The cannon will better deliver precision rounds and also feature additional armor protection and power more on-board electrical systems.
"The (space, weight and power) buy-back the PIM will provide is huge," Lt. Col. Dan Furber, product manager, Self-Propelled Howitzer Systems, said. "It allows us to add additional armor to the platform and it allows us to add additional capabilities such as automation or electronic packages."
The PIM is the Army's modernization program for the 155mm self-propelled Howitzer fleet and is scheduled to begin low-rate initial production of the weapon by 2013.

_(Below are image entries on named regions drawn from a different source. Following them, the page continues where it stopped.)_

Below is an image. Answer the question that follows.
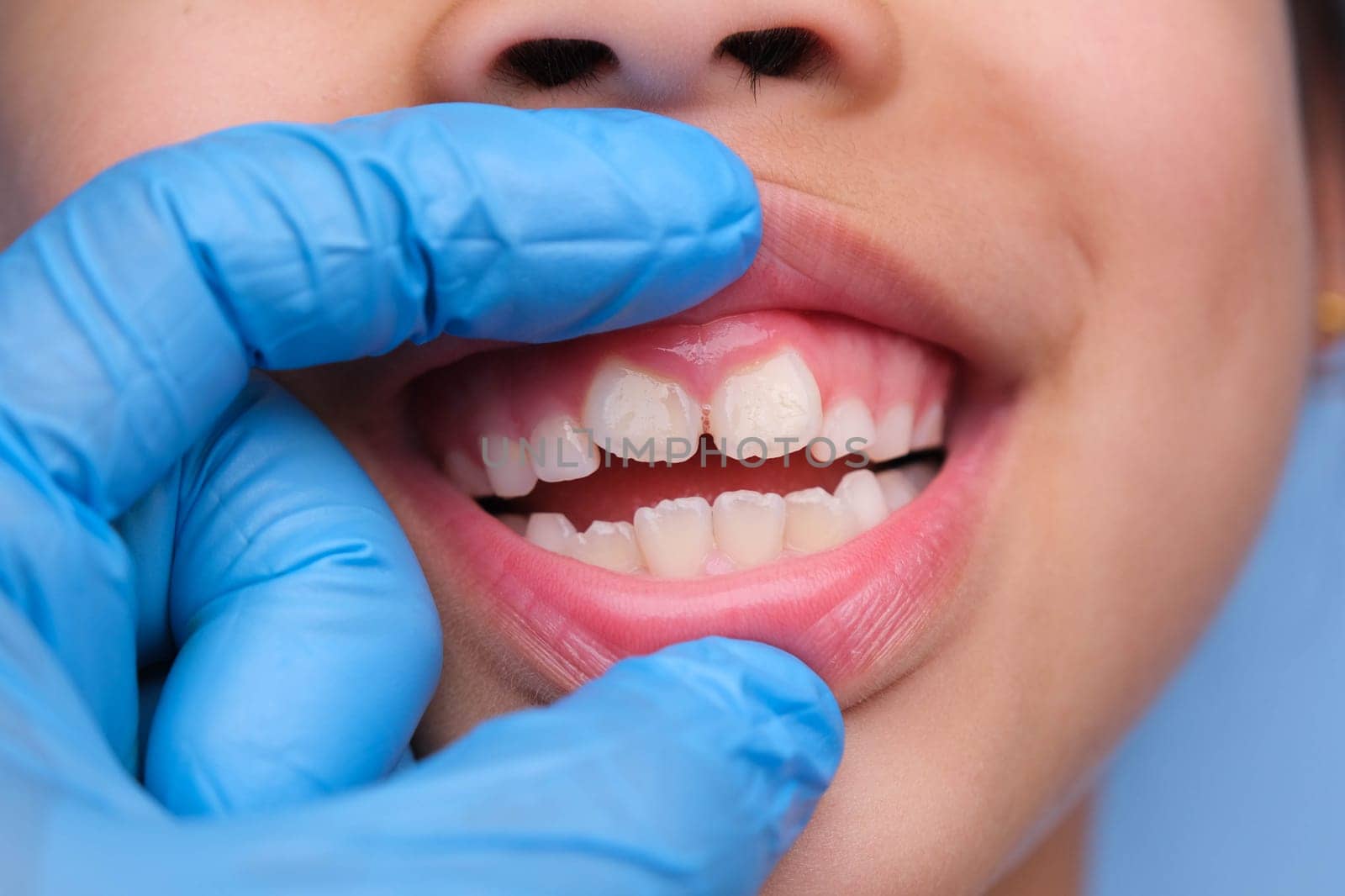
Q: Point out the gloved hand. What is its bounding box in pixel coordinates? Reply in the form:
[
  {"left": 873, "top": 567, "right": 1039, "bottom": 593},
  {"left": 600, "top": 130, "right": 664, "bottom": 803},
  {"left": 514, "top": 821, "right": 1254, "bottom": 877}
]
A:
[{"left": 0, "top": 105, "right": 841, "bottom": 893}]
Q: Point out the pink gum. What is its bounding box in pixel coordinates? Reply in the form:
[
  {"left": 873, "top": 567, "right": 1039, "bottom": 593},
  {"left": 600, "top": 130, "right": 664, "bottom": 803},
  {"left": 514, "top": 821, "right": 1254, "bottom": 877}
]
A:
[{"left": 414, "top": 311, "right": 952, "bottom": 468}]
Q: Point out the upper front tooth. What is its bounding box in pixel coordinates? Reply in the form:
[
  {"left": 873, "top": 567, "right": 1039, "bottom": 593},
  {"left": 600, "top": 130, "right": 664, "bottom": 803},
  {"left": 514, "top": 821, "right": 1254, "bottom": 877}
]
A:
[
  {"left": 569, "top": 522, "right": 644, "bottom": 573},
  {"left": 583, "top": 363, "right": 701, "bottom": 463},
  {"left": 710, "top": 351, "right": 822, "bottom": 460},
  {"left": 482, "top": 436, "right": 536, "bottom": 498},
  {"left": 525, "top": 514, "right": 578, "bottom": 554},
  {"left": 836, "top": 470, "right": 888, "bottom": 531},
  {"left": 812, "top": 398, "right": 877, "bottom": 464},
  {"left": 869, "top": 405, "right": 916, "bottom": 464},
  {"left": 715, "top": 491, "right": 784, "bottom": 569},
  {"left": 635, "top": 498, "right": 715, "bottom": 578},
  {"left": 910, "top": 403, "right": 943, "bottom": 451},
  {"left": 784, "top": 488, "right": 858, "bottom": 554},
  {"left": 529, "top": 416, "right": 599, "bottom": 482}
]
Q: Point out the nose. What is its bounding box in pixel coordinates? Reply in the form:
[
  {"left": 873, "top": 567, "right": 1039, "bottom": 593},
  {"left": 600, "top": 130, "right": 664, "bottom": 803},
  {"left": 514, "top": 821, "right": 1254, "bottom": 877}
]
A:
[{"left": 425, "top": 0, "right": 899, "bottom": 117}]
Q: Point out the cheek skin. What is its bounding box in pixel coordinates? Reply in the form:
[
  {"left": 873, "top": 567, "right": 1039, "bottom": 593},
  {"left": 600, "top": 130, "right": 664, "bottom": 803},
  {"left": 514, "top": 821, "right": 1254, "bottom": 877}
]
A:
[
  {"left": 778, "top": 3, "right": 1311, "bottom": 893},
  {"left": 0, "top": 0, "right": 1311, "bottom": 894}
]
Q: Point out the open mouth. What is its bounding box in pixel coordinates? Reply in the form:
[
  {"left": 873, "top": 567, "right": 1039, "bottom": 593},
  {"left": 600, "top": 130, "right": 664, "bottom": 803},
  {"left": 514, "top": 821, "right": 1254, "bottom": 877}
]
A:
[
  {"left": 352, "top": 182, "right": 1009, "bottom": 703},
  {"left": 413, "top": 312, "right": 952, "bottom": 578}
]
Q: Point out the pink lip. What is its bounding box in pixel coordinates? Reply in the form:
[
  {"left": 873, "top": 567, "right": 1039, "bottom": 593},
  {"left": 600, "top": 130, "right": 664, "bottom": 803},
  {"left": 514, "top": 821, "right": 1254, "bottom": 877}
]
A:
[{"left": 356, "top": 187, "right": 1007, "bottom": 703}]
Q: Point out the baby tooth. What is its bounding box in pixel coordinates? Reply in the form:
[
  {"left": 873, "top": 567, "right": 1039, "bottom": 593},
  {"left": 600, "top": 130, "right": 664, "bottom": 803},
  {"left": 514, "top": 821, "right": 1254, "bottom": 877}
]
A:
[
  {"left": 529, "top": 417, "right": 599, "bottom": 482},
  {"left": 583, "top": 365, "right": 701, "bottom": 463},
  {"left": 525, "top": 514, "right": 578, "bottom": 554},
  {"left": 482, "top": 436, "right": 536, "bottom": 498},
  {"left": 836, "top": 470, "right": 888, "bottom": 531},
  {"left": 869, "top": 405, "right": 916, "bottom": 464},
  {"left": 444, "top": 451, "right": 495, "bottom": 498},
  {"left": 878, "top": 470, "right": 920, "bottom": 513},
  {"left": 812, "top": 398, "right": 877, "bottom": 463},
  {"left": 910, "top": 403, "right": 943, "bottom": 451},
  {"left": 569, "top": 522, "right": 644, "bottom": 573},
  {"left": 784, "top": 488, "right": 858, "bottom": 554},
  {"left": 710, "top": 351, "right": 822, "bottom": 460},
  {"left": 715, "top": 491, "right": 784, "bottom": 569},
  {"left": 635, "top": 498, "right": 715, "bottom": 578}
]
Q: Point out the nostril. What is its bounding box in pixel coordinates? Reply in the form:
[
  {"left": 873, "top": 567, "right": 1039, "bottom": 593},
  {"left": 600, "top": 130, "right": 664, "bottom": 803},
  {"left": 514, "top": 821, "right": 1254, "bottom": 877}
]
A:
[
  {"left": 495, "top": 38, "right": 617, "bottom": 89},
  {"left": 715, "top": 27, "right": 831, "bottom": 89}
]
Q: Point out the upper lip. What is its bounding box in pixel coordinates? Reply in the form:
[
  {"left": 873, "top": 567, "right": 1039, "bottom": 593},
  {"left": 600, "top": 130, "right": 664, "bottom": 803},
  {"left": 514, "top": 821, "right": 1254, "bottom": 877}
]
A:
[
  {"left": 361, "top": 182, "right": 1013, "bottom": 397},
  {"left": 330, "top": 177, "right": 1004, "bottom": 698}
]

The PIM's on-board power system harnesses technologies developed for the Non-Line-of-Sight Cannon, a 155mm Howitzer formerly developed for the Future Combat Systems' Manned-Ground Vehicles program, which was canceled in 2009.
"We've also harnessed the electric drives from the NLOS-C, which are faster than the hydraulic drives used in the existing fleet," Furber said. "With the electric drives and rammer, we are finding more consistent ramming of the round which allows for more consistent muzzle velocities and we are a little more accurate and responsive with the electric drives."
Prototypes of the vehicle, built by BAE Systems, are now undergoing government testing in preparation for a Low-Rate Initial Production decision.
The PIM vehicle's cannon rests on a chassis built with Bradley Fighting Vehicle common components including engine, transmission and tracks.
Like other 155mm artillery systems, the Paladin will be configured to fire precision munitions such as the Excalibur and the Precision Guidance Kit. The PIM is being designed to provide key fire support for a range of potential combat operations to include conventional, hybrid, irregular and counterinsurgency scenarios.
The Army plans to build 580 new Paladin PIM sets.